她展开纸片。这一次,上面的字迹不是提词稿那种蝌蚪般的符号,也不是记录那种简略的条目,而是一行用极其工整、却透着深深疲惫的楷书,写下的句子:
“色活一日,人死一季。戏终人散,唯余哑声。”
落款,只有一个模糊的、像是姓氏的“袁”字,字迹已经晕开,像是被水浸过,又像是写的人泪水滴落所致。
看到那个“袁”字,袁茂峰如遭雷击。他猛地抢过那张纸片,死死盯着那个落款。那字迹……那笔画的走势……虽然模糊,却与他自己的签名,有着一种难以言喻的相似感!就像……就像是他自己写的,却又隔着漫长的时间和无尽的遗忘。
一股强烈的眩晕感袭来,他扶住冰冷的戏台边缘,才没有摔倒。脑海中闪过无数碎片:火车上无意识在雾气上画下的村寨轮廓,宣传单背面那三个暗红色的“哑童坪”,自己对“点亮眼睛”近乎偏执的渴望,石老蔫看他时那深不见底的眼神……难道……自己与这个村子,与这场延续了不知多少代的哑戏,早就有某种无法割舍的联系?那个落款的“袁”,是他自己?还是某个与他有着相同血脉的先人?
“袁老师?”苏青的声音带着一丝担忧,伸手扶住他摇晃的身体。
袁茂峰抬起头,看着苏青。在煤油灯昏黄摇曳的光芒下,苏青的脸上也蒙着一层不健康的灰败,但她的眼神依旧冷静,只是那冷静深处,多了一丝难以掩饰的惊疑。她显然也注意到了那个“袁”字,以及它可能与袁茂峰的关联。

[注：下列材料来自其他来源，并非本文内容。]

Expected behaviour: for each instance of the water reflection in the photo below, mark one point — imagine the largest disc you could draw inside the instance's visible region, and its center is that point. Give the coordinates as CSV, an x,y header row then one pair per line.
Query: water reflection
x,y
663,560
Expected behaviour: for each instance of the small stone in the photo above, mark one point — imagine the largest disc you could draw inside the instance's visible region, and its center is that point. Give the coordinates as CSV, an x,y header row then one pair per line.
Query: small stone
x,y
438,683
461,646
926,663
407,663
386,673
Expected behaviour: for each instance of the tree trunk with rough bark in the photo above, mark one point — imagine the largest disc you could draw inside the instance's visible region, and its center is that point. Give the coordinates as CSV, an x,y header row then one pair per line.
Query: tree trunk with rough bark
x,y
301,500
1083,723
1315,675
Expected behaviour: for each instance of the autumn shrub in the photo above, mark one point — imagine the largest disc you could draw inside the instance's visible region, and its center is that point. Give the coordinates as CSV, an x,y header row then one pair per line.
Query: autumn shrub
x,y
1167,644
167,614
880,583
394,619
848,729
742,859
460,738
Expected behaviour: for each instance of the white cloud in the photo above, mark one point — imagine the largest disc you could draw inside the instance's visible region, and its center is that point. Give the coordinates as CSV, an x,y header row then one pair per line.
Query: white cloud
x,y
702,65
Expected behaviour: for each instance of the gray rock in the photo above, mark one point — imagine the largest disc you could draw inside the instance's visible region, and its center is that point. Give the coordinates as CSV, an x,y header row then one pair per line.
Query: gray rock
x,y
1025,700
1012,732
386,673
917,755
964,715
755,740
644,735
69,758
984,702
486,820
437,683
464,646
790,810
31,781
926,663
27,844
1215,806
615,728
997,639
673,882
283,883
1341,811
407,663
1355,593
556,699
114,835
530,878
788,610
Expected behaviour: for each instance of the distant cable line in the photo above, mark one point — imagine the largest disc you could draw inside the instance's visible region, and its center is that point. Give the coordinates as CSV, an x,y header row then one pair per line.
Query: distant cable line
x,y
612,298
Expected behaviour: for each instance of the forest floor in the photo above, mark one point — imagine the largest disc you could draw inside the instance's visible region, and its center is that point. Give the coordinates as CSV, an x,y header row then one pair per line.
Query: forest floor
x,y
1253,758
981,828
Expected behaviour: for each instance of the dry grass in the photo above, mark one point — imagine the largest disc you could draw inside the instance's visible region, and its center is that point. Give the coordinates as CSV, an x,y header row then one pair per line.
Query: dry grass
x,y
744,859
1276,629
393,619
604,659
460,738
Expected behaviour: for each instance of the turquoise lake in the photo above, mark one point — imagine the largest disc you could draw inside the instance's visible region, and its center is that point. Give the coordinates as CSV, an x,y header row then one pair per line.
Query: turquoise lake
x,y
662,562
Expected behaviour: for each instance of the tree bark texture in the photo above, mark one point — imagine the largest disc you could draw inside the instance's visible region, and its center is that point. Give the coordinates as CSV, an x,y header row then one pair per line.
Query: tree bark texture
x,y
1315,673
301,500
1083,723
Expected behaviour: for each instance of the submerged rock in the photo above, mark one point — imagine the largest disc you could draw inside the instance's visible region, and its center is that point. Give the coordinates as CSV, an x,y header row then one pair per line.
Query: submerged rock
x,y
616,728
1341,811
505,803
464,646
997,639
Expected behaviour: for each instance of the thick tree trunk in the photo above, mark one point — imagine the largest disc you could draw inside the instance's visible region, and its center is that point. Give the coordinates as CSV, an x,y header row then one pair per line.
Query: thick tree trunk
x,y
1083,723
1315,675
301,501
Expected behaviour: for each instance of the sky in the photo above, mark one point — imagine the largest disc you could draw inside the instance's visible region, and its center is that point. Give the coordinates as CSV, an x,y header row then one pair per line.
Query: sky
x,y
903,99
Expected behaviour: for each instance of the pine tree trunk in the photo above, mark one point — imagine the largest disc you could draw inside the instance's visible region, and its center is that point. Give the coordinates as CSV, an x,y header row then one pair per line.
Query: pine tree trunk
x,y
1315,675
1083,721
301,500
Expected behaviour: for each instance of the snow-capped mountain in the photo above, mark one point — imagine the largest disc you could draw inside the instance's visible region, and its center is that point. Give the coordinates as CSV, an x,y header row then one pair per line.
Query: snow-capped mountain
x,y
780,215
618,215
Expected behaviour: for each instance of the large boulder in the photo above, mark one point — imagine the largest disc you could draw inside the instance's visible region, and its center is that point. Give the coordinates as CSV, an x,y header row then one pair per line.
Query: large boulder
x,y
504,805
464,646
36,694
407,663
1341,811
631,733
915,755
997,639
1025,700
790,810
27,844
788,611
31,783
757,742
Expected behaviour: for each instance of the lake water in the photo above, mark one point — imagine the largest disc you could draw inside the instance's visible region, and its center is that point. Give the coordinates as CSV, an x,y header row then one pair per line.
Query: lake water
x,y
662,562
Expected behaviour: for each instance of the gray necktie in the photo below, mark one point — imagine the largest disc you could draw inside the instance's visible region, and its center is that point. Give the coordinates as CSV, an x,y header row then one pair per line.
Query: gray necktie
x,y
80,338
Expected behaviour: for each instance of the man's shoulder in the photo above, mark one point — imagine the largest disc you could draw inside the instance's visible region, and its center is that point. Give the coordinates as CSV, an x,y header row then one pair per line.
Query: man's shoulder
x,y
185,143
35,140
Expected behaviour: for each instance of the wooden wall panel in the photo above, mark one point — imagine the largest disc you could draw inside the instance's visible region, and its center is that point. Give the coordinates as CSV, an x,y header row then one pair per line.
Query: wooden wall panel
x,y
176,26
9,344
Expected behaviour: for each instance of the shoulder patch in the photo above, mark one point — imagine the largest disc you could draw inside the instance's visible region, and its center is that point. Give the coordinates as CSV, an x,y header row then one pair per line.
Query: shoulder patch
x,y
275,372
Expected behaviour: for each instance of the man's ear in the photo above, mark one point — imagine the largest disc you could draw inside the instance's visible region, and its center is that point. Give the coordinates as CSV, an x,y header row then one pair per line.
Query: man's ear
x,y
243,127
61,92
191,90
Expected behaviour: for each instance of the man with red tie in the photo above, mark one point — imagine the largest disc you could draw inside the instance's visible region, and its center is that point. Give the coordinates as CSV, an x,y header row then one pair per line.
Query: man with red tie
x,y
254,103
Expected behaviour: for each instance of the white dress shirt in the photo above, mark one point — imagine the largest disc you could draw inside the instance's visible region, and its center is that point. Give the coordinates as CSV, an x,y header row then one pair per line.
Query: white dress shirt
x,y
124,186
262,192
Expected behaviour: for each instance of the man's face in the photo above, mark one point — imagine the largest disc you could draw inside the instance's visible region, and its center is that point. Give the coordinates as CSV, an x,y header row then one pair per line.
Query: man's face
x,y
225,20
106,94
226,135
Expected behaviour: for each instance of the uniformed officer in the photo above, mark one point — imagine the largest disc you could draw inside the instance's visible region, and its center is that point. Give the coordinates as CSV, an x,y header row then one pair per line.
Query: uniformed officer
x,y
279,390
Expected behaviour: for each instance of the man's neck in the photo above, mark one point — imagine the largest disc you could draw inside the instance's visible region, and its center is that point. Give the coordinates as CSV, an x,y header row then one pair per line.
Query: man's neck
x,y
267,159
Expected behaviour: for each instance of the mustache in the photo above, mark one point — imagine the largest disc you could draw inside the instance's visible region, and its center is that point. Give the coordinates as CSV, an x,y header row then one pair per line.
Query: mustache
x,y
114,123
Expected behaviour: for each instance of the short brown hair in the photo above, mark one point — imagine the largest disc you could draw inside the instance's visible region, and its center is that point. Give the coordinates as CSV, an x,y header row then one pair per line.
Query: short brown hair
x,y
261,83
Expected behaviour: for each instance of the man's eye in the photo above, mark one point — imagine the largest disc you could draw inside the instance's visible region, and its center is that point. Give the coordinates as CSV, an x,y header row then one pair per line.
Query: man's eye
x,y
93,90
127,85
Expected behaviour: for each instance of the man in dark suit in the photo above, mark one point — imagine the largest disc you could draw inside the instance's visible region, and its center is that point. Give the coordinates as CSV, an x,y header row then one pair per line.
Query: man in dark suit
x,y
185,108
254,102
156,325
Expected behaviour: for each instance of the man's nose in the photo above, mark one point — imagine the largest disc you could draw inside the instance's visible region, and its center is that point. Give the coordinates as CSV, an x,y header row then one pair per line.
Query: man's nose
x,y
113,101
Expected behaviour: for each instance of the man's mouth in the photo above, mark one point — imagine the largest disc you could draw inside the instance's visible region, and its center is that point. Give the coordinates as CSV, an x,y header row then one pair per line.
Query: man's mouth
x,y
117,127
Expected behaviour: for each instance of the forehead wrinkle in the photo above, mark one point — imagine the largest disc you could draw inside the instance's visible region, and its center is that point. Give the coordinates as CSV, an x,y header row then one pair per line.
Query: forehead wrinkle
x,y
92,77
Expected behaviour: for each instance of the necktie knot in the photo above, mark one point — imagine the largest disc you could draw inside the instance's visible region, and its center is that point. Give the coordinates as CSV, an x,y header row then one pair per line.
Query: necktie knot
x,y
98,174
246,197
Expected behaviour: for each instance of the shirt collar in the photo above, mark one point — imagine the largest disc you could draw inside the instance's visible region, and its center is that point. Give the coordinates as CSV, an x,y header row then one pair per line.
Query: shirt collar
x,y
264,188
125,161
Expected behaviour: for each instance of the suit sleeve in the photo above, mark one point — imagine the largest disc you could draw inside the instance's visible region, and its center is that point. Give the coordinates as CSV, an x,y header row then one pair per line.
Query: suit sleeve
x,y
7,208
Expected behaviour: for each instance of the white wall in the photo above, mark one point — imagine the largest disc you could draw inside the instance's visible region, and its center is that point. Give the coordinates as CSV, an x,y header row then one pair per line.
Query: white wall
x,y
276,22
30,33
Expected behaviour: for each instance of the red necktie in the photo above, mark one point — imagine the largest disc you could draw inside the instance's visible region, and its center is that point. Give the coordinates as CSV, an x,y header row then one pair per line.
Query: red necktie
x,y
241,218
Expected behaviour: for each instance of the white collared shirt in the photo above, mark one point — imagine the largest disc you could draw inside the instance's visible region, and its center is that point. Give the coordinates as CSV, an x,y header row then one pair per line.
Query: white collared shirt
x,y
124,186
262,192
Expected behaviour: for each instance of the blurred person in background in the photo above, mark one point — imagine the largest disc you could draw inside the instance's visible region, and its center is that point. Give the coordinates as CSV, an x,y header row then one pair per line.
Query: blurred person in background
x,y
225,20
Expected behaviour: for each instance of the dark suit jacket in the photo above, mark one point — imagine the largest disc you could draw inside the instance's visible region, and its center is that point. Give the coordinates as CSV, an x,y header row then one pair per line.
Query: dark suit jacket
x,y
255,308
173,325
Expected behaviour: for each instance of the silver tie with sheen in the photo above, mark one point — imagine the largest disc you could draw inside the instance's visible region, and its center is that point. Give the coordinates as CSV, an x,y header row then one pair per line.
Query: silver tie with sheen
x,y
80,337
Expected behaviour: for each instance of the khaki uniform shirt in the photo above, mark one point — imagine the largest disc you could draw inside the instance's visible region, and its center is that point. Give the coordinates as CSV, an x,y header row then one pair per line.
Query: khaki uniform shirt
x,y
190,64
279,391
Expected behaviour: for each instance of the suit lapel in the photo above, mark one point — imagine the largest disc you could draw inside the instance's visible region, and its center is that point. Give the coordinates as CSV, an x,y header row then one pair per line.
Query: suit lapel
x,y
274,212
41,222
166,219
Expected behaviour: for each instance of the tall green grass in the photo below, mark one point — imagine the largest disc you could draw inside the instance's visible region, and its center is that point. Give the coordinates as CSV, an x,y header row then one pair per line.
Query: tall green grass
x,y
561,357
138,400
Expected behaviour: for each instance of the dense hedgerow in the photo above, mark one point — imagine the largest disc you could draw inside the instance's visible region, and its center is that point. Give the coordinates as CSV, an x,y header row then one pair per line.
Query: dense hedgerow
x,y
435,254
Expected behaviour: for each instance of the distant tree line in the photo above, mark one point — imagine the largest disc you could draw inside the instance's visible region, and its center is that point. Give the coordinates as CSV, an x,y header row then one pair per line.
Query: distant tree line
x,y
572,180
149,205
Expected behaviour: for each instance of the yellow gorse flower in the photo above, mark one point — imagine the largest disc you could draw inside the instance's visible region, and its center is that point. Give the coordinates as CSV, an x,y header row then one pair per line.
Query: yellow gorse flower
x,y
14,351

就在这时,戏台上的那些无脸木偶,似乎因为空气的流动,或者是某种无法解释的原因,极其轻微地晃动了一下。其中一个木偶,那根绑着断裂手臂的麻绳,在晃动中发出了一声细微的、几乎不存在的“嘣”响,断开了。那截残破的木手臂,失去了束缚,直直地向前倾倒,“啪”的一声,掉落在光滑的、暗红色的戏台面上。
而在那木手臂掉落的瞬间,戏台深处,那些堆积的阴影里,似乎传来了一声极其轻微、却清晰无比的……叹息声。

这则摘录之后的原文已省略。